Published: 13 Apr 2023
South Canterbury Mayors have rejected the Government’s Three Waters reset, saying it’s just the same reform with a different name.
Mackenzie Mayor Anne Munro, Timaru District Mayor Nigel Bowen and Waimate District Mayor Craig Rowley were briefed on the changes this morning prior to the release of the policy.
Both councils will have their water assets stripped away and vested in a new water company covering Canterbury, The West Coast and parts of Tasman and Marlborough Districts.
Each council will have one seat with 14 councils on a Regional Representative Group of around 28, who will choose the board of the new water companies.
Waimate District Council Mayor Craig Rowley said the reset didn’t address any of his concerns.
“Nothing has changed, the collateral damage of these reforms goes well beyond the expropriation of assets and loss of local democracy,” he said.

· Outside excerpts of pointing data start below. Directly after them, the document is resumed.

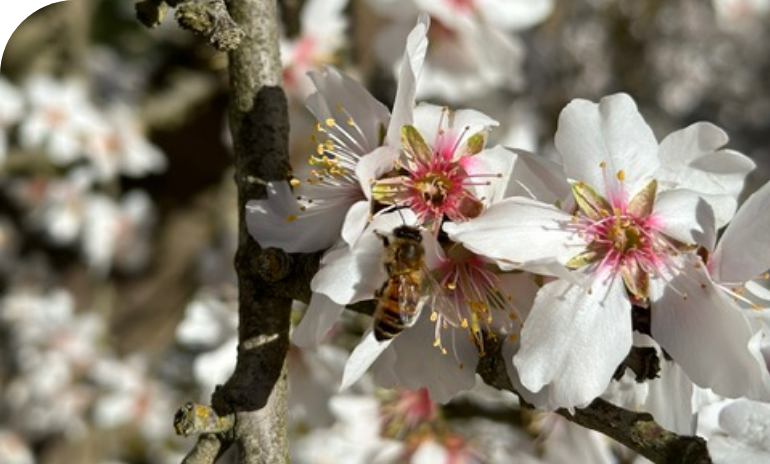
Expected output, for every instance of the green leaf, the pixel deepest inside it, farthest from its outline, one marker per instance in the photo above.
(590, 203)
(644, 201)
(414, 144)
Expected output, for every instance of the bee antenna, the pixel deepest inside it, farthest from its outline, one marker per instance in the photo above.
(398, 210)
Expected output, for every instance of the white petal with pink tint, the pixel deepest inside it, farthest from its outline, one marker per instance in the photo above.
(574, 340)
(516, 231)
(743, 252)
(700, 327)
(611, 132)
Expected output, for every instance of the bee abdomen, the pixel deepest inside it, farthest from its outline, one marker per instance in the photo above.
(390, 320)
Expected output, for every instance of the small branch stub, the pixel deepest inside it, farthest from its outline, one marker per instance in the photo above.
(211, 20)
(194, 419)
(273, 264)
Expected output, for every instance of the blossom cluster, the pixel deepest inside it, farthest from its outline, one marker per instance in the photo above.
(557, 261)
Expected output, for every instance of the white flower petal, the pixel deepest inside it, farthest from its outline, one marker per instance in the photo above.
(747, 421)
(363, 356)
(514, 15)
(319, 318)
(683, 215)
(538, 178)
(411, 68)
(278, 222)
(348, 275)
(341, 98)
(492, 161)
(541, 399)
(373, 166)
(355, 222)
(574, 340)
(700, 327)
(419, 364)
(669, 399)
(743, 251)
(611, 132)
(724, 450)
(691, 158)
(517, 231)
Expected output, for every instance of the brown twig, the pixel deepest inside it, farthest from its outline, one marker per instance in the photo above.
(256, 392)
(211, 20)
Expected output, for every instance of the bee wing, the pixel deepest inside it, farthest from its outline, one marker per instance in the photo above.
(410, 299)
(440, 301)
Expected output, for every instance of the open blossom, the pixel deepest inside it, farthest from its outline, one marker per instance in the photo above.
(59, 119)
(738, 433)
(331, 192)
(116, 145)
(627, 241)
(11, 112)
(320, 40)
(445, 171)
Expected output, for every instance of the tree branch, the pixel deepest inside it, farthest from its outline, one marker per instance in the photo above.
(255, 395)
(637, 431)
(210, 19)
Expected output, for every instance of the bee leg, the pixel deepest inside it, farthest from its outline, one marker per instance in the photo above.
(382, 237)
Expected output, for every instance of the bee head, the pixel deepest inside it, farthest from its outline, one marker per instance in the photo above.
(408, 232)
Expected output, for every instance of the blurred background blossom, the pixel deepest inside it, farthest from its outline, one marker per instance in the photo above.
(117, 224)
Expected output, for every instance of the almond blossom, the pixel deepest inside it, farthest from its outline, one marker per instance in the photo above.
(59, 118)
(11, 112)
(446, 171)
(628, 240)
(332, 191)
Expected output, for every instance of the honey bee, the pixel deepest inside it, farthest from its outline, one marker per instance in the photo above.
(402, 296)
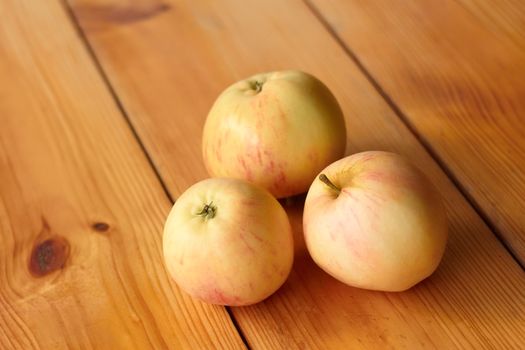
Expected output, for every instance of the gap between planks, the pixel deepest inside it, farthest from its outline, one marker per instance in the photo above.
(412, 129)
(125, 115)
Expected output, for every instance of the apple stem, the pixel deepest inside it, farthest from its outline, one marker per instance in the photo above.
(329, 183)
(257, 86)
(208, 211)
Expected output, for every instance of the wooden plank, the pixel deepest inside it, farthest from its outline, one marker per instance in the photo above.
(168, 68)
(506, 18)
(81, 209)
(459, 84)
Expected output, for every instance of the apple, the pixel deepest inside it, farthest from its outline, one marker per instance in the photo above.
(228, 242)
(373, 220)
(277, 130)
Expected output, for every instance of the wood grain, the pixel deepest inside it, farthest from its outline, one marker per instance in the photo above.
(506, 18)
(167, 70)
(81, 210)
(461, 87)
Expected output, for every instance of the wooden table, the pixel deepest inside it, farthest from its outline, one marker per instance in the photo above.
(101, 108)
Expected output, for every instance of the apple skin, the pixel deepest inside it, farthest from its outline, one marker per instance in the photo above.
(387, 228)
(238, 256)
(279, 137)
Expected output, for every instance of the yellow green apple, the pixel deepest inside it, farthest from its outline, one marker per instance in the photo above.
(277, 130)
(228, 242)
(373, 220)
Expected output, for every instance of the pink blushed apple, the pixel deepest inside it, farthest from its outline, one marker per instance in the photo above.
(373, 220)
(277, 130)
(228, 242)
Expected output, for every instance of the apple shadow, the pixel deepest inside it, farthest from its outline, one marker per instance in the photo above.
(469, 292)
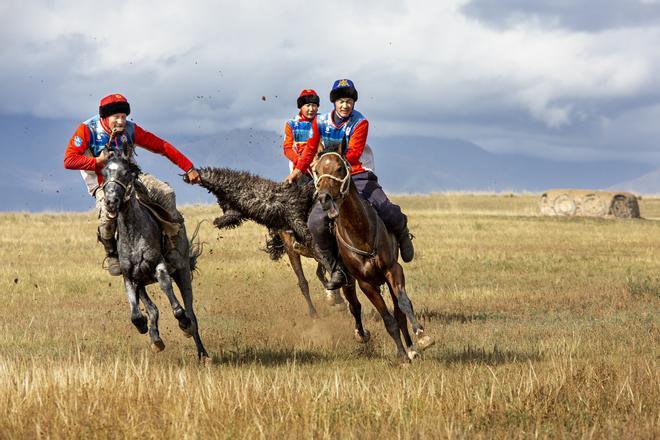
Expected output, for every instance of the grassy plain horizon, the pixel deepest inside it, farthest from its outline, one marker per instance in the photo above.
(544, 327)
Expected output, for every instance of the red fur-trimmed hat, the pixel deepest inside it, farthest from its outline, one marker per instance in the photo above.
(113, 104)
(308, 96)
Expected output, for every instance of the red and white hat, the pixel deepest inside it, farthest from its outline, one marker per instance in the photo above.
(308, 96)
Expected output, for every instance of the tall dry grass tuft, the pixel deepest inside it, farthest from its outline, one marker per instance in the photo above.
(546, 328)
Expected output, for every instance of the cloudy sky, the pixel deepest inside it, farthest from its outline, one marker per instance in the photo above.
(566, 79)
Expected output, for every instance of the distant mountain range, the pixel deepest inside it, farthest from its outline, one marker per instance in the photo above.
(34, 178)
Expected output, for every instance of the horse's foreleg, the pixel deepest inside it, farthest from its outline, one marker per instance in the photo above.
(294, 259)
(137, 318)
(390, 323)
(355, 307)
(400, 318)
(165, 283)
(157, 343)
(396, 279)
(183, 279)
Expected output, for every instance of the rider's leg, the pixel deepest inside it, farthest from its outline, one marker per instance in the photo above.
(326, 246)
(106, 234)
(395, 221)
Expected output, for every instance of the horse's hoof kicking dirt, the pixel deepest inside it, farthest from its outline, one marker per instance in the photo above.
(424, 342)
(157, 346)
(365, 339)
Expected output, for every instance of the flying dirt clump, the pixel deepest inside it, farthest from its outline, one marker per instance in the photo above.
(589, 203)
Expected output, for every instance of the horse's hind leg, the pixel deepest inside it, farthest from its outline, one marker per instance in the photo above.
(165, 283)
(157, 344)
(183, 280)
(390, 322)
(294, 259)
(355, 307)
(397, 283)
(137, 318)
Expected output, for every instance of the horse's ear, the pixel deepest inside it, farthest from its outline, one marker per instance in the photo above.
(125, 153)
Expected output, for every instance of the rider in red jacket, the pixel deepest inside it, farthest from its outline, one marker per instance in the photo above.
(87, 151)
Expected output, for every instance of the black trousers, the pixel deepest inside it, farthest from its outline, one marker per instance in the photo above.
(368, 187)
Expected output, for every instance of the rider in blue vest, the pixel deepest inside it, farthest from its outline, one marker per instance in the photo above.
(328, 131)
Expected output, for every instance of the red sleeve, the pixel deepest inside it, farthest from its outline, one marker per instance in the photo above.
(157, 145)
(310, 149)
(288, 144)
(74, 156)
(357, 143)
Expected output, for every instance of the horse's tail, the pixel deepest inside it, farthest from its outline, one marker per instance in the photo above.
(195, 249)
(274, 245)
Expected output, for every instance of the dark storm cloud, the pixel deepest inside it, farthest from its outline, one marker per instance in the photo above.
(579, 15)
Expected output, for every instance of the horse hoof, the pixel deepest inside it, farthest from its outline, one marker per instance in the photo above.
(157, 346)
(141, 324)
(424, 342)
(363, 339)
(339, 307)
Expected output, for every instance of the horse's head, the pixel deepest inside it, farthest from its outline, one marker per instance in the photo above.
(118, 177)
(332, 178)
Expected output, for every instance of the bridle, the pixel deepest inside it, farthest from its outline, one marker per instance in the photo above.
(345, 182)
(345, 185)
(128, 188)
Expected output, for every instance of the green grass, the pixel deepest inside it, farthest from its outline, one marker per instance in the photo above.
(544, 327)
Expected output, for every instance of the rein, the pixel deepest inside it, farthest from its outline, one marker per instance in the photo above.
(128, 189)
(345, 185)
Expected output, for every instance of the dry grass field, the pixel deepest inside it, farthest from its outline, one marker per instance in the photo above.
(544, 327)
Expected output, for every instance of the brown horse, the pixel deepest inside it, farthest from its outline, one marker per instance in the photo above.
(369, 253)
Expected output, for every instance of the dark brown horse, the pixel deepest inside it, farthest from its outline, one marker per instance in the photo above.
(369, 253)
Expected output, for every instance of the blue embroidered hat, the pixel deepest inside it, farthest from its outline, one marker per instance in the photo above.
(343, 88)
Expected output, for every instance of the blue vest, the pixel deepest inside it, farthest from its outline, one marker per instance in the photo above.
(331, 135)
(302, 131)
(99, 138)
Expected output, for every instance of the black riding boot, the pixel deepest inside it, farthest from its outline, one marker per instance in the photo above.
(405, 245)
(111, 255)
(334, 267)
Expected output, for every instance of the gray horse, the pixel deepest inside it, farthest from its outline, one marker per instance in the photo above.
(142, 250)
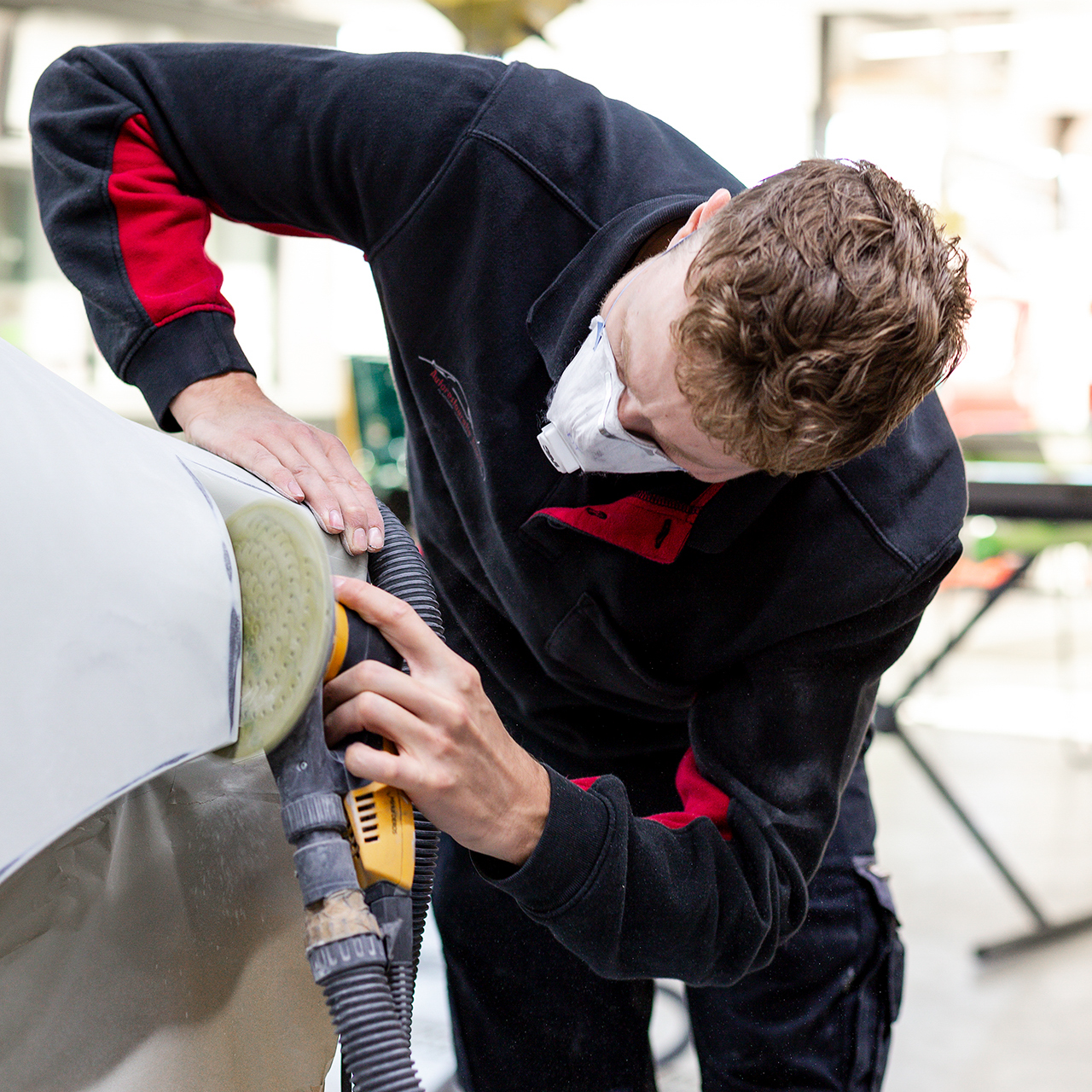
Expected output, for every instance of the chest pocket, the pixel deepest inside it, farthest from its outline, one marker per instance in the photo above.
(597, 663)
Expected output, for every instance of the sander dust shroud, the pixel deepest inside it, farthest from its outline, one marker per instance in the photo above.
(363, 858)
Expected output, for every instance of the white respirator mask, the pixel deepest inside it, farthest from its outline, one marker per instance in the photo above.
(582, 432)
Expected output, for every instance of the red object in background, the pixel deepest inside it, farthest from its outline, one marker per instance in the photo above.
(984, 574)
(973, 413)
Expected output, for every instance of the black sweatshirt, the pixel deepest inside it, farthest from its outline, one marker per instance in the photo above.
(623, 624)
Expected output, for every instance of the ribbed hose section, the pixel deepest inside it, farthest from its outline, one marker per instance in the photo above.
(426, 850)
(375, 1033)
(398, 569)
(401, 979)
(375, 1046)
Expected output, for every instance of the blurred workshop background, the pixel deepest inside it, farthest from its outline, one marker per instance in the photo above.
(985, 110)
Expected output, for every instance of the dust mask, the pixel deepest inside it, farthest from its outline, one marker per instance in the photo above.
(582, 432)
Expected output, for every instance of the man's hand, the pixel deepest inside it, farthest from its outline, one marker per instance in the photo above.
(456, 759)
(229, 416)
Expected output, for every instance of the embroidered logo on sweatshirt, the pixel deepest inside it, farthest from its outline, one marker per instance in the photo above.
(452, 391)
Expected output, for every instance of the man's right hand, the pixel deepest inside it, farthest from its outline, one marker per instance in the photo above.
(229, 416)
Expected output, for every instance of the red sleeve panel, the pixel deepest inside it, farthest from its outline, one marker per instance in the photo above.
(162, 232)
(700, 798)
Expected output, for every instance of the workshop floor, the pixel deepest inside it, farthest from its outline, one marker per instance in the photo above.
(1007, 720)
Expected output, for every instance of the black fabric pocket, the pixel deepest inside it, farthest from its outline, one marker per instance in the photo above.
(881, 991)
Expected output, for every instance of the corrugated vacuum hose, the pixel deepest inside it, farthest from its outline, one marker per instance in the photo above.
(363, 858)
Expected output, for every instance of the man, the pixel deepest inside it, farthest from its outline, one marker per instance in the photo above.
(659, 682)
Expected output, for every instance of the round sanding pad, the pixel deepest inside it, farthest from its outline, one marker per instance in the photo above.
(288, 619)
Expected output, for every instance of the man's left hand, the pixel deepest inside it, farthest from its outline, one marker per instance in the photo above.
(456, 760)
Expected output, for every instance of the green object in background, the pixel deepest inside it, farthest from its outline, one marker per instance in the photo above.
(382, 428)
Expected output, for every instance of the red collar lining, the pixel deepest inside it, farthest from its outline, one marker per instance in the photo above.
(654, 527)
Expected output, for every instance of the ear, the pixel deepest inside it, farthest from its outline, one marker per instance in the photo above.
(705, 212)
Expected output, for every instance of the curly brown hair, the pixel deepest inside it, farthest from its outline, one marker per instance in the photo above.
(826, 306)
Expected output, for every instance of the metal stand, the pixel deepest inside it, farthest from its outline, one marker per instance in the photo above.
(886, 718)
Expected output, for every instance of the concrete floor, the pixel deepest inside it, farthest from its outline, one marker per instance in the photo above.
(1007, 720)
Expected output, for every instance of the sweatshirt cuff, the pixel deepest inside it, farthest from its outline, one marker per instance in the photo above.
(179, 353)
(568, 854)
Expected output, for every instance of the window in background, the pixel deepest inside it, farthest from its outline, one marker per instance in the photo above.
(989, 118)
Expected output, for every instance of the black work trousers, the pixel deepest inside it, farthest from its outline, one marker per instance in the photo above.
(527, 1014)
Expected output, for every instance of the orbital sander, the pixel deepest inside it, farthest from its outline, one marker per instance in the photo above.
(363, 857)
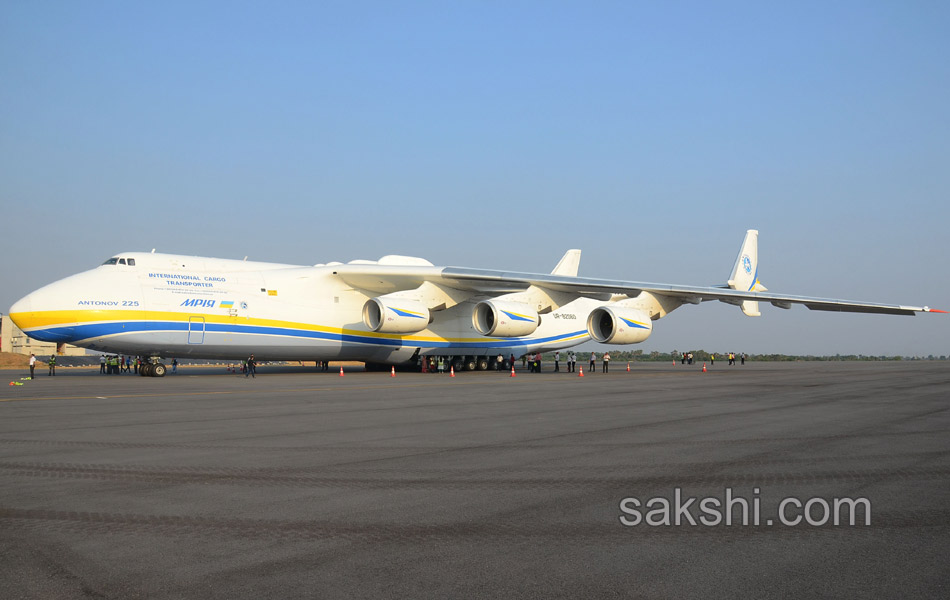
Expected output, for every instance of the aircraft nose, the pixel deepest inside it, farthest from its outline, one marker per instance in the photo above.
(20, 309)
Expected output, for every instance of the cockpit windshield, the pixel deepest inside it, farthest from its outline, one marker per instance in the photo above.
(119, 261)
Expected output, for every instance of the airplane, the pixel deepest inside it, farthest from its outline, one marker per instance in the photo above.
(387, 312)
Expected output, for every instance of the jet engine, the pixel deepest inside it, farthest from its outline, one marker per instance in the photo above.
(395, 315)
(618, 325)
(504, 319)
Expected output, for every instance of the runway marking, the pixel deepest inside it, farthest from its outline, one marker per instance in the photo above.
(315, 389)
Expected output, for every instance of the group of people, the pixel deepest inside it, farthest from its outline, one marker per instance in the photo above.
(687, 358)
(113, 364)
(733, 356)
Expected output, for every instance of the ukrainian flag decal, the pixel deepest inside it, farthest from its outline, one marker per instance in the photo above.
(634, 324)
(517, 317)
(406, 313)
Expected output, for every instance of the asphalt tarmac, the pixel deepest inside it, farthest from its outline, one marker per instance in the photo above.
(297, 484)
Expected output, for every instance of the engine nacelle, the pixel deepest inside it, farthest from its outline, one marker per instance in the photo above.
(504, 319)
(618, 325)
(395, 315)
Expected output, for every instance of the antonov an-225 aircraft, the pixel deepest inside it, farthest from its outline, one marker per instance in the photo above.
(390, 311)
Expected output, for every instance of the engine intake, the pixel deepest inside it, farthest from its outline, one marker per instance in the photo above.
(618, 325)
(395, 315)
(504, 319)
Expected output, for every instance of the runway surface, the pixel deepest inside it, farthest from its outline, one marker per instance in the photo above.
(304, 484)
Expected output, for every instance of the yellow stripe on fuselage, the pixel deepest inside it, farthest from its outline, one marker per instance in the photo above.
(66, 318)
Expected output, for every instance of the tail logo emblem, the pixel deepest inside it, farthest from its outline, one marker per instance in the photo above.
(747, 263)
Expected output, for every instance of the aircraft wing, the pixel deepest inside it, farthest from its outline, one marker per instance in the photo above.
(385, 279)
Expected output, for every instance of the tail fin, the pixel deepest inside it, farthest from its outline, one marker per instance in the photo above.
(745, 273)
(568, 264)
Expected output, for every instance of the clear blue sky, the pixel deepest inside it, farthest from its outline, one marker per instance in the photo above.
(498, 134)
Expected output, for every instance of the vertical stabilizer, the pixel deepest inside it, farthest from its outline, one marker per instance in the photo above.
(568, 264)
(745, 273)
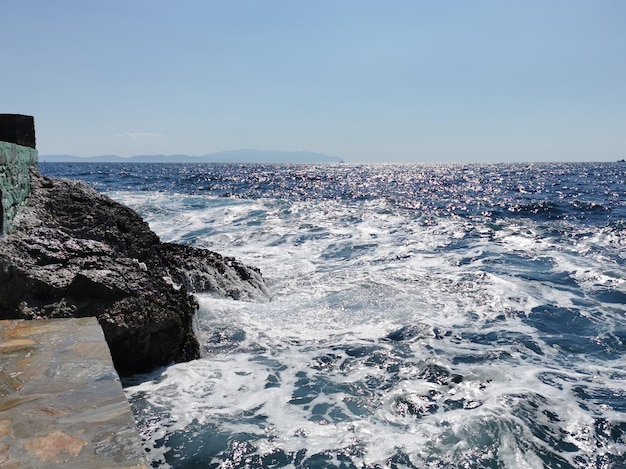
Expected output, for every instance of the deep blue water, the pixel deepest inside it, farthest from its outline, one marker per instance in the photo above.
(421, 315)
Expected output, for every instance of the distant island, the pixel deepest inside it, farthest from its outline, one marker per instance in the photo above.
(232, 156)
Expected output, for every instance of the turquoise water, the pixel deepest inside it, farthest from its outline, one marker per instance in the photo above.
(421, 315)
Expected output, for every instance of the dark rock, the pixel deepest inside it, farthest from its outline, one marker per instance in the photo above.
(75, 253)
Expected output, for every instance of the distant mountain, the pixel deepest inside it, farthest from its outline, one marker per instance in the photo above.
(232, 156)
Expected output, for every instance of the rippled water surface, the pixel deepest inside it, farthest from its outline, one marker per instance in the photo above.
(435, 316)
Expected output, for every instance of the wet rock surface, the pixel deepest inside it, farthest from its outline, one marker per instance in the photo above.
(77, 253)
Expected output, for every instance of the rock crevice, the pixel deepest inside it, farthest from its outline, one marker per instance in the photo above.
(76, 253)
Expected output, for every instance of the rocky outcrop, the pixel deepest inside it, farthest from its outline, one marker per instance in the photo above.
(77, 253)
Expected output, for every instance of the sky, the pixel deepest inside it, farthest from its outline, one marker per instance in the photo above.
(367, 81)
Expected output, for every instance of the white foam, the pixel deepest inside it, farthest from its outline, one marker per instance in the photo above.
(344, 275)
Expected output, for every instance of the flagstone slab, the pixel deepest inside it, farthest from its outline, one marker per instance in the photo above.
(61, 401)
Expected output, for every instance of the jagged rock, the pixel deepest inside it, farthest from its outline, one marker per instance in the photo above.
(76, 252)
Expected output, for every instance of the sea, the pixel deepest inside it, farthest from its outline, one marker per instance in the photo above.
(418, 316)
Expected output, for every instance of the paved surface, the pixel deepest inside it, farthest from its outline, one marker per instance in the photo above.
(61, 401)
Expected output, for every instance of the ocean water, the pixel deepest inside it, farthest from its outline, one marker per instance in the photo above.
(421, 316)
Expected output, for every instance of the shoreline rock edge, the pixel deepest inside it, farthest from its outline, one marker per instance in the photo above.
(75, 252)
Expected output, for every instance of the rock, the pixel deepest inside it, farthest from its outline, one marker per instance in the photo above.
(77, 253)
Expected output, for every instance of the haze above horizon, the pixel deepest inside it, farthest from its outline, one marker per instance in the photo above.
(448, 81)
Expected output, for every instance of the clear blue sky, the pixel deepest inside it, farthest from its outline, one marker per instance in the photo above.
(401, 80)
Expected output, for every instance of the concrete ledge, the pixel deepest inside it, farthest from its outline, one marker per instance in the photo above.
(61, 401)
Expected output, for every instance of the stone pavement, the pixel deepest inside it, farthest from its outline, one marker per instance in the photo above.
(61, 401)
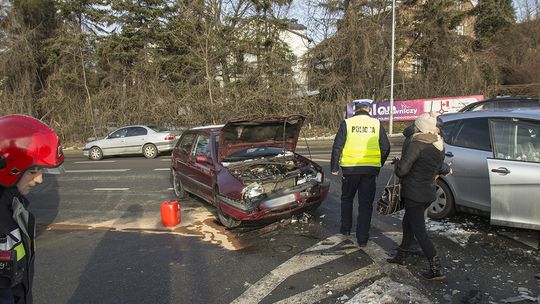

“Rural and provincial councils are among the most important institutions in their district. We are accountable to, belong to, and anchored in our communities, nothing like what is proposed here.”
Timaru District Mayor Nigel Bowen said that a name change and a tweak to the boundaries didn’t disguise the fact this was the same reform proposed all along.
“While it may have a new name and a few new entities, at its core this is the same Three Waters that has been overwhelmingly rejected by our community,” he said.
“Good water services are the lifeblood of our economy and this reform still strips it out of the hands of the communities that had built it.
“While we may be guaranteed a seat on the regional representation group, it will be one of nearly thirty others two steps separated from any real influence.
“We had hoped the reset was the opportunity for community led water reform, but one again it’s just a case of Wellington thinking it knows what’s best for South Canterbury.”
Mackenzie District Mayor Anne Munro said that no real substantive changes had been made that addressed the fundamental concerns
“The number of entities have increased and the Better Off Funding for communities - a total of $1.5 billion - has been taken off the table.
“The changes do not address the way in which the reform agenda has been driven from Wellington, placing Council teams under pressure with no clear certainty for water staff about their future.
“It does not address the excessive amount of resources expended in driving this agenda at pace.
“The real issues remain – ongoing improvement in infrastructure stymied due to funding constraints, assets being expropriated without compensation and no real property rights over these assets.
“The real solution should be locally led and locally informed.”